Vom Risiko zur Chance – Handel mit der Türkei und dem arabischen Raum

Die politischen Turbulenzen in Vorderasien und im Mittleren Osten haben die Compliance-Herausforderungen beim Export in diesen Wirtschaftsraum enorm in die Höhe geschraubt. Mit IT-Unterstützung lassen sich die Risiken jedoch gut managen.

Redaktion: Arne Mielken.

Bürgerkrieg in Syrien, Einmarsch türkischer Truppen in Nordsyrien, Schlagabtausch zwischen den USA und dem Iran im Irak und in Syrien, iranischen Angriffe auf Schiffe in der Strasse von Hormoz und auf eine Ölraffinerie in Saudi-Arabien, Stellvertreterkrieg im Jemen – alle diese Ereignisse sprechen gegen Exporte in diese Region.

Tor zum Mittleren Osten.
Der Handel mit der Türkei leidet zudem unter der schrumpfenden Wirtschaftsleistung, der hohen Inflationsrate, hohen Zinsen und dem Wertverlust der türkischen Währung. Produkte aus Deutschland und Österreich sind dadurch z.T. sehr teuer geworden. Die Euphorie nach Abschluss der Zollunion zwischen der EU und der Türkei im Jahr 1996 ist längst verflogen. Trotzdem schätzen Experten die mittel- bis langfristigen Exportchancen für deutsche und österreichische Unternehmen in der Türkei als gut ein.

Das Land mit über 80 Mio. Einwohnern hat eine junge, recht gut ausgebildete Bevölkerung und vor allem viele unternehmerisch denkende Menschen, die die Möglichkeiten, die sich der Türkei als Tor zum Mittleren Osten und zu den Stan-Ländern bieten, kreativ ausschöpfen. Im konsumfreudigen Mittelstand wächst zu dem die Nachfrage nach Qualitätsprodukten und -dienstleistungen. In Industrie und Handel sind innovative Technologien (Maschinen, IT, Infrastruktur, Transportwesen, Medizintechnik) gesucht.  Die EU ist mit Abstand der grösste Exportmarkt der Türkei (mit rund 50 Prozent), während die Türkei der fünftgrösste Import- und Exportmarkt der EU ist.

Chancen in Arabien.
Der niedrige Ölpreis und die politische Instabilität in der Region haben zahlreiche Investitionsvorhaben im Nahen Osten und auf der arabischen Halbinsel im letzten Jahr ausbremst. Trotzdem werden die Exportchancen für deutsche und österreichische Unternehmen z.B. in Saudi-Arabien mittel- und langfristig mit gut beurteilt. Dazu beigetragen haben u.a. die internen Reformen im Rahmen der „Saudi Vision 2030“.
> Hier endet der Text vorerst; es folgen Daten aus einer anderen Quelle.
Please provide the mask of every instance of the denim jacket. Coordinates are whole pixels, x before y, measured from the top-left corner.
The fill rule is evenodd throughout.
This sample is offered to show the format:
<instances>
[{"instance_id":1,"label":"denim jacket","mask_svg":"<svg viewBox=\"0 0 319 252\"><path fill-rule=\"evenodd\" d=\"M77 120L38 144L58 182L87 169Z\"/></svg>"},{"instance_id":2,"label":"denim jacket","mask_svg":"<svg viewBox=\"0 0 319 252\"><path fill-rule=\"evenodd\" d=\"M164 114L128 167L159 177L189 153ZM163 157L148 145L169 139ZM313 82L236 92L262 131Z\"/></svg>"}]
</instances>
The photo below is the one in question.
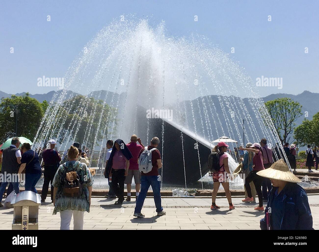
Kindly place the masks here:
<instances>
[{"instance_id":1,"label":"denim jacket","mask_svg":"<svg viewBox=\"0 0 319 252\"><path fill-rule=\"evenodd\" d=\"M303 188L296 183L287 183L283 189L282 204L279 206L282 211L276 211L276 209L271 209L270 207L277 188L273 187L269 193L267 207L265 210L265 217L260 220L260 229L267 229L266 213L269 213L271 225L271 215L281 212L283 214L281 218L280 230L313 229L308 197Z\"/></svg>"},{"instance_id":2,"label":"denim jacket","mask_svg":"<svg viewBox=\"0 0 319 252\"><path fill-rule=\"evenodd\" d=\"M245 154L244 154L244 161L242 161L242 164L244 166L243 169L246 170L248 168L248 160L249 157L249 153L247 151L245 151ZM253 165L254 163L253 162L253 159L252 158L249 164L249 170L251 171L253 170Z\"/></svg>"}]
</instances>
Saudi-Arabien ist ein interessanter Absatzmarkt.
für Maschinen und Anlagen, Fahrzeuge, chemische, elektrotechnische, feinmechanische und optische Er¬zeug¬nisse, Pharmaprodukte, Luxusgüter und Lebensmittel. Als problematisch gelten Rüstungsexporte, insbesondere nach dem Mord an dem Journalisten Kashoggi. Noch bedeutsamer sind die Vereinigten Arabischen Emirate (VAE) als Absatzmarkt für Flugzeuge, PKW, Maschinen sowie elektrotechnische und chemische Erzeugnisse. Auch als Knotenpunkt für den Handel und den Transport nach Ostafrika und den indischen Subkontinent sind die VAE nicht zu unterschätzen.
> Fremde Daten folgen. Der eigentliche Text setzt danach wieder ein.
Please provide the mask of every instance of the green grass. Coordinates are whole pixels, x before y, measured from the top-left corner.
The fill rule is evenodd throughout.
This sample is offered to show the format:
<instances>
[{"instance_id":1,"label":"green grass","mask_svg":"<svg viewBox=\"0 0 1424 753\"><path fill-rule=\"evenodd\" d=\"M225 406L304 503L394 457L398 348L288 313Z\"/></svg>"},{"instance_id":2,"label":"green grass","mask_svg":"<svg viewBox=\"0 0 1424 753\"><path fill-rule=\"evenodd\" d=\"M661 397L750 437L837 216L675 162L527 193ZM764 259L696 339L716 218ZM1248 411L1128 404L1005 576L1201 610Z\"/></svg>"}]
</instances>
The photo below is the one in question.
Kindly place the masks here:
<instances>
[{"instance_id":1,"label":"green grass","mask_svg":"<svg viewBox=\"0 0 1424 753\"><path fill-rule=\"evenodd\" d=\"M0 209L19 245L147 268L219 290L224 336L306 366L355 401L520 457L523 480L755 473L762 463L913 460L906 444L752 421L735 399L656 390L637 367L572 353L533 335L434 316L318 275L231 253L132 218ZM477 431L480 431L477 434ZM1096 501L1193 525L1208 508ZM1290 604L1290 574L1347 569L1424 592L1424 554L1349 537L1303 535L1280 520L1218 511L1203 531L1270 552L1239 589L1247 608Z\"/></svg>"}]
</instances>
Der Handel mit dem Irak, Syrien und Jemen ist sehr intransparent und bewegt sich kriegsbedingt seit Jahren auf sehr niedrigem Niveau. Hoffnungen für einen Aufschwung verbinden sich immer mal wieder mit Grossprojekten, wie den Bau neuer Raffinerien und einer Ölpipeline von Basra nach Aqaba. In wieweit sich diese realisieren lassen, bleibt abzuwarten.

Zollunion, aber kein modernes Assoziierungsabkommen.
Das seit 1996 bestehende Abkommen der Türkei mit der EU sichert den freien Warenverkehr (keine Ein- und Ausfuhrzölle und Beschränkungen) für Industriegüter und bestimmte landwirtschaftliche Verarbeitungserzeugnisse. Darüber hinaus wird durch die Zollunion ein gemeinsamer Außenzolltarif für diese Waren festgelegt und die Angleichung des Zollrechts, der Handelspolitik und einiger damit verbundene Wirtschaftsgesetzgebungen sichergestellt. Allerdings sehen sich Exporteure seit 2011 immer häufiger mit neuen Importbestimmungen, sich ändernden Einfuhrkontrollen, Dumping-, Zusatz-, und Ausgleichszöllen sowie schwierigen Registrierungs- und Dokumentationspflichten konfrontiert. Dazu gehören auch Ursprungsnachweise in Form eines IHK-Ursprungszeugnisses, einer Lieferantenerklärung oder einer sog. Exporter’s Declaration. Die im Dezember 2016 begonnen Verhandlungen über eine Modernisierung des Handelsabkommens – analog den Assoziierungsabkommen mit Japan, Kanada und Mexiko – liegen seit Juni 2018 aus diversen politischen Gründen auf Eis.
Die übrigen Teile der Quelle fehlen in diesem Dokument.